The Powerful Bond of Being Ex-Enemies
Twenty years from now, could veterans of Afghanistan be trading war stories over friendly dinners with ex-Taliban fighters? It sound inconceivable, but then, it always is—when the war is still on. Yet ex-soldiers in past wars have felt a bond with fellow-fighters, which they don’t share with non-veterans. That feeling of solidarity can and does extend even to those who fought on the other side. Case in point: These Bosnian war veterans, Croats and Muslims, who recently gave up some of their pension money to support ethnic Serb veterans.
After 2004, the men were all soldiers in the same Army, the combined Muslim-Croat-Serb force that was created after the wars of ex-Yugoslavia. But before then they had fought each other in Bosnia’s bloody ethnic wars. In fact, the Serbs aren’t getting their pensions because the Serb state-within-a-state in Bosnia-Herzogovina refuses to abide by the federal government’s decision. The small payments involved aren’t going to support the Serb vets, but the symbolism is powerful.
This story, out of one recent and bloody conflict, is hardly unique. Years after the heat of war is past, ex-enemies often come together to trade their respects and talk with one another about what they experienced. It has happened after the American Civil war, after World War II in Europe and in the Pacific, and after the Vietnam War, to name a few examples. I’m not referring here to anodyne rhetoric of politicians touting alliances that have been made for cool reasons of statecraft among former enemies. I’m talking about the experience of men who worked hard to kill each other in the past, now reliving their experiences with one another—experiences that alienated them a little, or a lot, from the people they fought for.

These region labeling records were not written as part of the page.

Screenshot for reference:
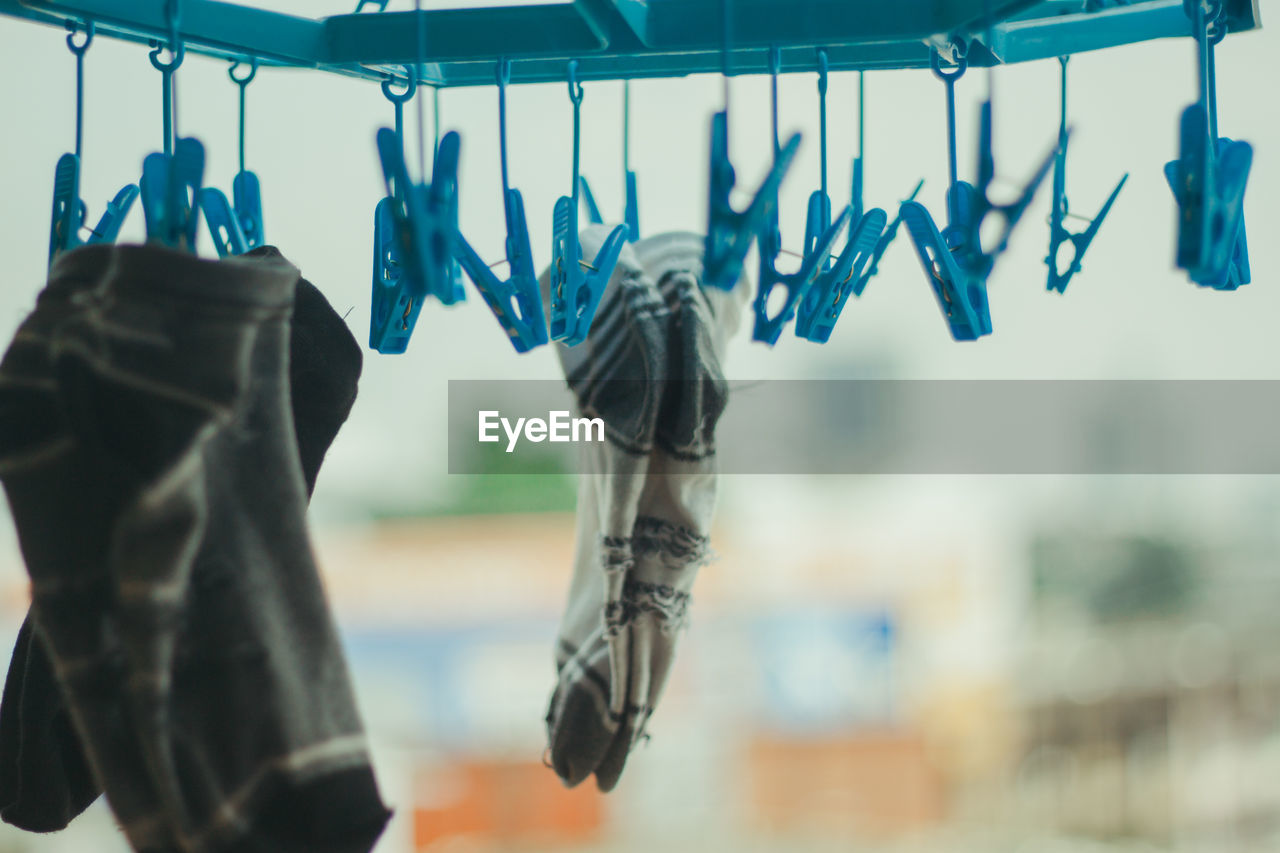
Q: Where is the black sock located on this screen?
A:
[0,247,385,845]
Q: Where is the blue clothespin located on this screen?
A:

In his autobiography the late Bishop Paul Moore recalls that separation from non-veterans that he felt after World War II ended: “The world we were entering did not seem real,” he writes. “If I saw a Marine at a bar, I still would leave my friends, rush over, and shoot the breeze. It was like meeting another American when traveling in the Gobi Desert.” It’s striking that this feeling of solidarity with other veterans can be felt even across the boundaries that marked the two sides. “It was like we were old platoon buddies,” says one American vet in this 2010 story about his meeting ex-Viet Cong fighters. “Although we fought on different sides, what we did was the same. Our fear was the same. Our hopes were the same. Our worries were the same.”